F1’s sole tyre manufacturer Pirelli will face a big challenge next year when brand-new, wider tyres celebrate their debut. The Italians are looking forward to the 2017 campaign, however they would welcome more teams involved in their 2017 in-season testing programme.
Pirelli rejoined F1 in 2011 after an absence of 20 years. Its approach to racing, its fast-degrading tyres, wet weather tyres have been criticised since then while Pirelli has complained about the lack of testing which allegedly made it very hard to develop their products, especially its intermediate and wet weather tyres.
Despite to the criticism and clash of views, Pirelli extended its contract last May. The company was tasked with a huge demand for 2017. It had to develop much wider tyres to enhance mechanical grip. Next year’s tyres will be around 25 per cent wider which means the width of the front tyres will increase by 60 mm while the width of the rears will grow by 80 mm.
The manufacturer’s racing manager Mario Isola revealed that the change of the tyre’s width is not the only modification for 2017 because the whole structure and the compounds had to been redesigned. The wet weather tyres were also refined after constant criticism regarding aquaplaning.
To collect real on-track data about the all-new products, Pirelli demanded excessive testing in the second half of 2016. The manufacturer was given green light from the FIA and informed the teams about its intention. Three teams – Ferrari, Red Bull and Mercedes- expressed their wish to help Pirelli in its development. As 2017 brings an excessively rethought technical regulation as well, only the three top teams with the biggest financial resources were able to take part in the programme as teams had to modify their 2015 cars to simulate the downforce levels expected for the upcoming season.
Pirelli conducted 24 testing days altogether on different circuits: Fiorano, Mugello, Barcelona, Paul Ricard, Abu Dhabi served as testing venues. 11 drivers were involved in the programme, 2607 laps were completed altogether. This lap tally is equivalent to approximately 12000 kms. Wet weather tyres were tested on six days.
From the current drivers, Sebastian Vettel, Kimi Räikkönen, Lewis Hamilton, Nico Rosberg, Max Verstappen, Daniel Ricciardo, Esteban Gutierrez and Pascal Wehrlein tried out the new tyres. The Ferrari duo completed the most kms from the top drivers while Lewis Hamilton ran only a couple of laps. The Briton was scheduled for testing in Barcelona in mid-October, but he cancelled that because he had ankle problems. He was then scheduled for the morning testing of the last Abu Dhabi outing, but he climbed out of his car after a few laps reasoning he did not feel good.

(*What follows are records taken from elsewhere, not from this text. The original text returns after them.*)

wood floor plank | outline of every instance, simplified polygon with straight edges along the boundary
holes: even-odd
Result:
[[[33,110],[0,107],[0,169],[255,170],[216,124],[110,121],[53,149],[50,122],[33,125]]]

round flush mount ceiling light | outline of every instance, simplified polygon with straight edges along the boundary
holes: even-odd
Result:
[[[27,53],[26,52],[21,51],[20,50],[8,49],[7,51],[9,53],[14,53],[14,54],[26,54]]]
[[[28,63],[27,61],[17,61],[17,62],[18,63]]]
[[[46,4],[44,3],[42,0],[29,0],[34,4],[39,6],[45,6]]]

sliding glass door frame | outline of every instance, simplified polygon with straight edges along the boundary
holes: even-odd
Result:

The last testing took place right after the season finale in Abu Dhabi on November 29. During that last outing, approximately 96 different compounds were tried out with all the teams running a variety of specifications. 331 laps were completed which is equivalent to around 1839 kms.

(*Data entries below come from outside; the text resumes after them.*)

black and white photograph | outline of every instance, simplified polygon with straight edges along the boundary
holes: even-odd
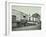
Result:
[[[41,30],[41,7],[11,6],[12,31]]]

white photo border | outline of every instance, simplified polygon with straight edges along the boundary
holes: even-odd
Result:
[[[5,34],[14,34],[16,31],[12,31],[12,13],[11,13],[11,6],[12,5],[20,5],[20,6],[39,6],[41,7],[41,14],[44,11],[44,4],[35,4],[35,3],[16,3],[16,2],[7,2],[7,33]],[[41,20],[42,19],[42,15],[41,15]],[[43,25],[41,24],[41,28],[43,28]],[[30,30],[32,32],[32,30]],[[33,30],[33,31],[44,31],[44,29],[41,30]],[[19,32],[19,31],[18,31]]]

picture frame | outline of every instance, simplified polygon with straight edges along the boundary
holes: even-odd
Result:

Pirelli was content with the work it managed to complete during its tyre testing for 2017.
“Now the hard work begins as we collate and analyze the results of our 24 days and approximately 12,000 kilometers of testing in order to define the tires with which we will go racing next year,” Pirelli’s motorsport chief Paul Hembery started his analyses.

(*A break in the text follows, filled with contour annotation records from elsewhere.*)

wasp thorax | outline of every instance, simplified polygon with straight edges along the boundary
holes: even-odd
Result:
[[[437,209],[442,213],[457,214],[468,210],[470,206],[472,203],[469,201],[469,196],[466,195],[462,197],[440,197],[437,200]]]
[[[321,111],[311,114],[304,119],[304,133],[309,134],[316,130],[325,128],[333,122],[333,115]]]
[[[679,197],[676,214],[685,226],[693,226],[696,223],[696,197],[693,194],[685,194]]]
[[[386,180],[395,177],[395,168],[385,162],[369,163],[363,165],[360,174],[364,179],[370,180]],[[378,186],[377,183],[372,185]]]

“These will then be run on the actual 2017 cars for the first time during the official group tests next February. Our latest test in Abu Dhabi went according to plan and we were able to collect the data we needed thanks to the three mule cars from Mercedes, Red Bull and Ferrari; without whom it would have been impossible to carry out this intense development program.”
Pirelli will be in action with its final products when the winter testing kicks off on February 27. The company will not enjoy a long testing opportunity as the 2017 winter testing consists of only two outings with each of the two lasts four days. If there is no rain on the first three days, then the Circuit of Catalunya will be artificially soaked to test the much-debated wet weather tyres. Aquaplaning can be even more of a problem with the increased width of the tyres.
Despite to the excessive testing, the Milan-based tyre manufacturer wants more in-season testing in 2017 as it thinks the ‘mule’ cars of Red Bull, Ferrari and Mercedes could not completely simulate the downforce levels which will be reached in 2017 so that means the tyres should be modified, refined for 2018.
Isola said Pirelli has been already working on a testing schedule which should cover some post-race test outings. The Italian manufacturer also wants to lure more teams for its development because the high costs of ‘mule’ cars will not be a problem anymore with the real racing cars.
"If I have to look at the results with our mule cars, we are optimistic.”
"I feel that the direction is good and we probably need to continue the development and to have a new product in 2018. But because next year we will have the real race cars testing, we have another step towards the right product," concluded Isola.